A log structure on the moduli space of curves Let $M_{g, n}$ be the moduli space of curves of genus $g$ with $n$ marked points. Let $M_{g, \vec{n}}$ be the moduli space of marked curves with a choice of a (possibly zero) tangent vector at each marked point. There is a map $i:M_{g, n}\to M_{g, \vec{n}}$ (the zero section), and there is a log structure on $M_{g, \vec{n}}$ associated to the normal crossings divisor which is the complement to the locus where all specified tangent vectors are nonzero. Let $M_{g, n}^{log}$ be the pullback of this log structure on $M_{g, \vec{n}}$ to $M_{g, n}$ along $i.$ 
Question: what is $M_{g, n}^{log}$ called? Who has studied it? At one point I heard the term "log moduli space of curves with log structure" floating around, though I've never seen it explicitly defined. Is my $M_{g, n}^{log}$ the (restriction from $\bar{M}_{g,n}$ to $M_{g,n}$) of this log moduli space?
 A: As Piotr Achinger suggested in a comment, your log moduli space is the direct product of $M_{g,n}$ with the log point $\operatorname{Spec}(\mathbb{N}^n \to \mathbb{C})$ given by the monoid map $(x_1,\ldots,x_n) \mapsto 0$.  The main reason is that the monoid $\mathbb{N}^n$ only has automorphisms given by reordering basis elements, and in this case, the basis elements are attached to marked points that have a specified order.  That is, the local system is trivial for rather elementary reasons.
A: (I'm not sure this is a real answer, but it was too long for a comment)
I've never seen the log structure you consider.

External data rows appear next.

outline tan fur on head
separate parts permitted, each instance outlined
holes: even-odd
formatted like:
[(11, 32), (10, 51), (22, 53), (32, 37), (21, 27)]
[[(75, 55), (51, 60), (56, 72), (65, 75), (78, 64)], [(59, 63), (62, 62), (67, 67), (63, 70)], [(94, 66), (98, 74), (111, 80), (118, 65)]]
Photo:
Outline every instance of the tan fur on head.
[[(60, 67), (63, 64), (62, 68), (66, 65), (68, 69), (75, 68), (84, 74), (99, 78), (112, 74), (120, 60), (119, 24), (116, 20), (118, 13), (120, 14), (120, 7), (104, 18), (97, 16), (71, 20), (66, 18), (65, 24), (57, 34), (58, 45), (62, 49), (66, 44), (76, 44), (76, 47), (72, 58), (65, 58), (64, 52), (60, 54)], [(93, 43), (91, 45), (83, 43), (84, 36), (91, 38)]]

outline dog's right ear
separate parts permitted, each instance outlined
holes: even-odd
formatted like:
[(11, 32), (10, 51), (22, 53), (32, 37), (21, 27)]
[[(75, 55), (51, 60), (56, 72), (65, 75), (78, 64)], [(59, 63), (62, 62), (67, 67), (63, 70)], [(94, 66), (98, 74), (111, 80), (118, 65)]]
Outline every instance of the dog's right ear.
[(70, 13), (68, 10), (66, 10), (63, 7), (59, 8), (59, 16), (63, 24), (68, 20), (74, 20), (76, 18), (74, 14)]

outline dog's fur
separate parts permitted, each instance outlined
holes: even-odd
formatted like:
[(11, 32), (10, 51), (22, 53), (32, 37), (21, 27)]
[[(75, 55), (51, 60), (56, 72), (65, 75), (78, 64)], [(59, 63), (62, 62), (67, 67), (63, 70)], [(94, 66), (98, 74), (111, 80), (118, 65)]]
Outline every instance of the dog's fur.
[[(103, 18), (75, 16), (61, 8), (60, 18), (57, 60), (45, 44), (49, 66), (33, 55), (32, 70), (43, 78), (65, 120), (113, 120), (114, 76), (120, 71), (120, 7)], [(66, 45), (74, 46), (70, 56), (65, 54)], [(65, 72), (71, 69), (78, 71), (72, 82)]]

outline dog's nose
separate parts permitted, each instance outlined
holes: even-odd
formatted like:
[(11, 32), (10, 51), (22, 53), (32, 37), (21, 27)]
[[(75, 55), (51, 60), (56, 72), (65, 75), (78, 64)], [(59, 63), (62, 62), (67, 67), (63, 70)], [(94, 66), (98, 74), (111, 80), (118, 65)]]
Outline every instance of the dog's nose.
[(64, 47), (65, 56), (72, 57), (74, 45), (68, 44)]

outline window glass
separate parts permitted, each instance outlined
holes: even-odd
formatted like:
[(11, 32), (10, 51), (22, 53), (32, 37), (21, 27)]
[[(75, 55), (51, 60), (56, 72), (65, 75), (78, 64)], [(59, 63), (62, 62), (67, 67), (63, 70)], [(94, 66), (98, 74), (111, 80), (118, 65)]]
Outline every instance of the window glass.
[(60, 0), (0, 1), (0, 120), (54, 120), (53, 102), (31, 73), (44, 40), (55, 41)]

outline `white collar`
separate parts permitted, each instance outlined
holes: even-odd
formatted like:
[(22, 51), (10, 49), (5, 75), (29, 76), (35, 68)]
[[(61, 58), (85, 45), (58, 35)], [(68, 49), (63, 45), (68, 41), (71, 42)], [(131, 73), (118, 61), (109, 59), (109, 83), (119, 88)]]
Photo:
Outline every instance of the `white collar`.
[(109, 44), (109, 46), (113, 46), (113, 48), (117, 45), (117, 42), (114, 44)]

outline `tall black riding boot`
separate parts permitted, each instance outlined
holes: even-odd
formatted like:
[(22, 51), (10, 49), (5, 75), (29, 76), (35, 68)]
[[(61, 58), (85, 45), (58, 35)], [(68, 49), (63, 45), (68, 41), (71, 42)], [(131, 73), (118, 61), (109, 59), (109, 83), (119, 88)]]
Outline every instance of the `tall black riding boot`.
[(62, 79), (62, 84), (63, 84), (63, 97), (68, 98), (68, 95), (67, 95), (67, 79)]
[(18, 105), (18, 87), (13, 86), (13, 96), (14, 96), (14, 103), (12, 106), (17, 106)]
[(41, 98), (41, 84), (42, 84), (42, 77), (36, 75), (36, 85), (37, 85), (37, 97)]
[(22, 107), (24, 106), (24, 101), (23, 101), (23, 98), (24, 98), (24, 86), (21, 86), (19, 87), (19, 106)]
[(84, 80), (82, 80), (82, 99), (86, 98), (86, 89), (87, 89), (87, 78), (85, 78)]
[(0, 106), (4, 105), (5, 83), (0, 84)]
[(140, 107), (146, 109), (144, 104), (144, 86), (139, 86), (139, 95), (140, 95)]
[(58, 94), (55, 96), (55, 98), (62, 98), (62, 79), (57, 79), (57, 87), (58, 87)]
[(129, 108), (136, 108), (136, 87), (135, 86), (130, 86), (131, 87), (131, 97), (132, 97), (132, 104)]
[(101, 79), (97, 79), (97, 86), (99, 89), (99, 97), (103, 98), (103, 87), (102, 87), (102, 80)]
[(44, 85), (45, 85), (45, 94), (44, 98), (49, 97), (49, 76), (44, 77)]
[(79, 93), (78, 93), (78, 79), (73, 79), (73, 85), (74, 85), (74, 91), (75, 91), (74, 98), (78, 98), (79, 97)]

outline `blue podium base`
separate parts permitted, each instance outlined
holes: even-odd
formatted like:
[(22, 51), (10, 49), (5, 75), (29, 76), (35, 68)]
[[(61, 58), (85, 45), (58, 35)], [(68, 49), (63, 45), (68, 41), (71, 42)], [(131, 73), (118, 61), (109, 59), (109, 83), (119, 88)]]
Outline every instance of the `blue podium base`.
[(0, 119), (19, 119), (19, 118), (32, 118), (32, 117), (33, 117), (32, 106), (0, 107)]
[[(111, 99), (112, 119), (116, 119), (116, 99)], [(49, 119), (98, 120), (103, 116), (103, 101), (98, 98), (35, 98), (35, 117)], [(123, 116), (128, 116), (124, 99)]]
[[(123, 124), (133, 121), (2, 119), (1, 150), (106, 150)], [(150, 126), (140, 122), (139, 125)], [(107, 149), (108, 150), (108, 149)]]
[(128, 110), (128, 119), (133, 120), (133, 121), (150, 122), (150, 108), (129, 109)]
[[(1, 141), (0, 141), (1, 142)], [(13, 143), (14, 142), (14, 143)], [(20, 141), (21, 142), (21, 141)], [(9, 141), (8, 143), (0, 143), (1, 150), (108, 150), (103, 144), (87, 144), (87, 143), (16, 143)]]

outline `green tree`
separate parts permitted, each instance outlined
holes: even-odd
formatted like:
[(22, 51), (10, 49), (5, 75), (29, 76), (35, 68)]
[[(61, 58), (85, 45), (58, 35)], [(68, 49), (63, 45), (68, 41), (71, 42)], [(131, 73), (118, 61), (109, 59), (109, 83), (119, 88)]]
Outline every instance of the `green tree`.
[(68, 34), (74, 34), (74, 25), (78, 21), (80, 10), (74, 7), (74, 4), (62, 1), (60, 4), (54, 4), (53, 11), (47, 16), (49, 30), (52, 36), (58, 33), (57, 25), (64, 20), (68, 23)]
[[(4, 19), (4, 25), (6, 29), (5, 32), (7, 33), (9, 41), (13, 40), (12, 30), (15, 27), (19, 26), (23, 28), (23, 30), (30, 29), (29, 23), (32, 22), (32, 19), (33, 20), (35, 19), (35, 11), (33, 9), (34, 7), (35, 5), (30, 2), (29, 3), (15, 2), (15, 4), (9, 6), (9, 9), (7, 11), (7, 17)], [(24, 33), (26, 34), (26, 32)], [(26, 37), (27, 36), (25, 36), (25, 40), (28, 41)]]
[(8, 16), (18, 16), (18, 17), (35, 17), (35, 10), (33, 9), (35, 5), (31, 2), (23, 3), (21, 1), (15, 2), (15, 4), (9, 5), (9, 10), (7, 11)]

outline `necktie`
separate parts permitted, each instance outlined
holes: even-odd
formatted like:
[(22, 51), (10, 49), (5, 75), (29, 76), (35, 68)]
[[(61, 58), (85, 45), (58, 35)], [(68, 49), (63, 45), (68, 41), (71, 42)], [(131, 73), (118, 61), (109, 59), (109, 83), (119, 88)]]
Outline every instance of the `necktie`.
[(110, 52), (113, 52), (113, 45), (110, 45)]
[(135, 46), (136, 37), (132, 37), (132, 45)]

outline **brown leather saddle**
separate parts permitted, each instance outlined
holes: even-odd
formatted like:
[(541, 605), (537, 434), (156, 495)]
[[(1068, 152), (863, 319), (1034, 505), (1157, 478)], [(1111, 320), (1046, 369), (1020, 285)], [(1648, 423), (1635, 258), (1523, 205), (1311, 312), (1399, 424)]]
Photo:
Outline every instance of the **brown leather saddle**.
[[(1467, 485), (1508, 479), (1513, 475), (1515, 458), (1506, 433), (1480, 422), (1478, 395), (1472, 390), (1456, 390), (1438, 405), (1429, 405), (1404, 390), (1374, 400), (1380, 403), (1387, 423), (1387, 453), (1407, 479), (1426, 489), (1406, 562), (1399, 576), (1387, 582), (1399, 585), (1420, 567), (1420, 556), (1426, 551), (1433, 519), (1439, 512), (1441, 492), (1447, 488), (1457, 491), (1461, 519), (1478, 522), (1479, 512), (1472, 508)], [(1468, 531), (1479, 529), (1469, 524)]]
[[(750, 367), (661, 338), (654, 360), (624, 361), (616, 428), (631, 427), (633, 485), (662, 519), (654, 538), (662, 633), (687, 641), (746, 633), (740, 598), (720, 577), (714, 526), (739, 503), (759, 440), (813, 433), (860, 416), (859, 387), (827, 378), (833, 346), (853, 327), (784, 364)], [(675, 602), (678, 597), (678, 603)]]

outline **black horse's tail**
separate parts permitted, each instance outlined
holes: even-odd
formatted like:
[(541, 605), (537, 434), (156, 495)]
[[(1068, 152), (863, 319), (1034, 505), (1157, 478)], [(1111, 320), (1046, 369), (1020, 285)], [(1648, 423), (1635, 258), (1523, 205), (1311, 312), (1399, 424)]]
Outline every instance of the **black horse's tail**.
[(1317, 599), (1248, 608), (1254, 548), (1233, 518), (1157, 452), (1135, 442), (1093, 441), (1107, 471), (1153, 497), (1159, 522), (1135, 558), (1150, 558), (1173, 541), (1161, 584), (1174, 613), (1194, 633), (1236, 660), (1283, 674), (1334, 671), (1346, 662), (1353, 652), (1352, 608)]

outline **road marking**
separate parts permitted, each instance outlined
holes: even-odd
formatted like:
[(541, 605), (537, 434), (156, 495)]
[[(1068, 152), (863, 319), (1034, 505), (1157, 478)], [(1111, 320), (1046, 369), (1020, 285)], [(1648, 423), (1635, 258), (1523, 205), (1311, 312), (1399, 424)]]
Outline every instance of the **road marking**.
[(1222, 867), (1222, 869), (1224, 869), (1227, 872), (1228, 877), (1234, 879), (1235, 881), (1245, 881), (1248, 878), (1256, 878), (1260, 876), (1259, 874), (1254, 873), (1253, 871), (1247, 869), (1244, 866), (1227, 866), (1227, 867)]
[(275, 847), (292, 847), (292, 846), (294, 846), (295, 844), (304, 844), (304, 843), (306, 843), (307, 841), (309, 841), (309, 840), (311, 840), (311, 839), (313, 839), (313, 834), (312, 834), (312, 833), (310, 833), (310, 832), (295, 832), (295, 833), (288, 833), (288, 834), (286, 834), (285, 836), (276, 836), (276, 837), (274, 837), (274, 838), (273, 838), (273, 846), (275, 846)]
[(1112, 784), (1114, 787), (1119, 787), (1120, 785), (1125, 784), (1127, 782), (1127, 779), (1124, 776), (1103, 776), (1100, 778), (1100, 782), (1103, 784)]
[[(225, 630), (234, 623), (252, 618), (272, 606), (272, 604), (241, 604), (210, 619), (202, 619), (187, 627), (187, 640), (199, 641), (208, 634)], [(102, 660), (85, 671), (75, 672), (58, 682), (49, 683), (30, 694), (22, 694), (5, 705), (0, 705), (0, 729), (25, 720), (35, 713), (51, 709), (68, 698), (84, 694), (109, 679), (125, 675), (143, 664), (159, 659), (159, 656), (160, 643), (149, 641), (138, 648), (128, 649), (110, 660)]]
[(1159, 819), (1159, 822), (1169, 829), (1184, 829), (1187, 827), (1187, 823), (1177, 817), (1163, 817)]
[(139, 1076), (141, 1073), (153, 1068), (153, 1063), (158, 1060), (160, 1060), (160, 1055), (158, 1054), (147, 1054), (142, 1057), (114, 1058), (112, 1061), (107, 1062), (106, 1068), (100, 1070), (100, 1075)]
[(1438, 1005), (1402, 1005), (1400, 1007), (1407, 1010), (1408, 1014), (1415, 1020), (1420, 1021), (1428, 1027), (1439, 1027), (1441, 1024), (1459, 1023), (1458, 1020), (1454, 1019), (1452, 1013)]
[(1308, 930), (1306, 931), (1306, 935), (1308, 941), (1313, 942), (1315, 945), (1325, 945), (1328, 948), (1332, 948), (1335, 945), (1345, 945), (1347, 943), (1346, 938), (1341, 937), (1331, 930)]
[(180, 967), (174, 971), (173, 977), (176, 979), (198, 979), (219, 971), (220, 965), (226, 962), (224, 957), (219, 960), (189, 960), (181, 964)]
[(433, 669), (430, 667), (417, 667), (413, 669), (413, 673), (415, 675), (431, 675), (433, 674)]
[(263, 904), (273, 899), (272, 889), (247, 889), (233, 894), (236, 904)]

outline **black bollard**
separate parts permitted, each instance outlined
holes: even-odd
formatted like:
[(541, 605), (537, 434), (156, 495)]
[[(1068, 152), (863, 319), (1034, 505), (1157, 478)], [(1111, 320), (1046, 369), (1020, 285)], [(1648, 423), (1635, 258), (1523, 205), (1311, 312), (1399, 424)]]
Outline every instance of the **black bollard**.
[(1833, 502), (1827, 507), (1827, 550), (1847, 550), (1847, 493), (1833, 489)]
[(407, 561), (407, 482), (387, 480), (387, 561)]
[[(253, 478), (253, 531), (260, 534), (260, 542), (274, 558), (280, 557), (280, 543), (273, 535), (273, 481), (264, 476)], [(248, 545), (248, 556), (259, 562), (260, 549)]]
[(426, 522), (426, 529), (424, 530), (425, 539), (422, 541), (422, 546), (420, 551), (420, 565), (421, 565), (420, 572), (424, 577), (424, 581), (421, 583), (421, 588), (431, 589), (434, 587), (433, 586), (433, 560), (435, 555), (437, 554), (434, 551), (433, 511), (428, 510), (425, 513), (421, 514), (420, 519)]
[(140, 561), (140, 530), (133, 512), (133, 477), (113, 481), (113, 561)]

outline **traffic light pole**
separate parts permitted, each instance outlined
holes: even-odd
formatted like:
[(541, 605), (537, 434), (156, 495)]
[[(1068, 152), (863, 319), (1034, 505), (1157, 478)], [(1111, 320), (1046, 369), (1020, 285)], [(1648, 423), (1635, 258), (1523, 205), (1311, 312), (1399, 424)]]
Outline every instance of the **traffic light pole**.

By "log moduli space of (stable) log curves" usually one refers to the natural log structure on $\overline{\mathcal M}_{g,n}$ given by the boundary normal crossings divisor $\Delta=\overline{\mathcal M}_{g,n}\setminus \mathcal M_{g,n}$. It turns out that the resulting log stack $(\overline{\mathcal M}_{g,n}, \Delta)$ represents the moduli functor of families of log smooth (stable) curves (with the right genus and "marked points") over the category of log schemes (I'm omitting some words, like fine saturated). This is in the paper by F. Kato linked by Piotr, and is also explained in this survey paper http://arxiv.org/abs/1006.5870 .
Of course if you restrict this log structure to $\mathcal M_{g,n}$ you obtain the trivial one. The log structure you describe is very different, as it's "supported everywhere" (as you point out in your comment).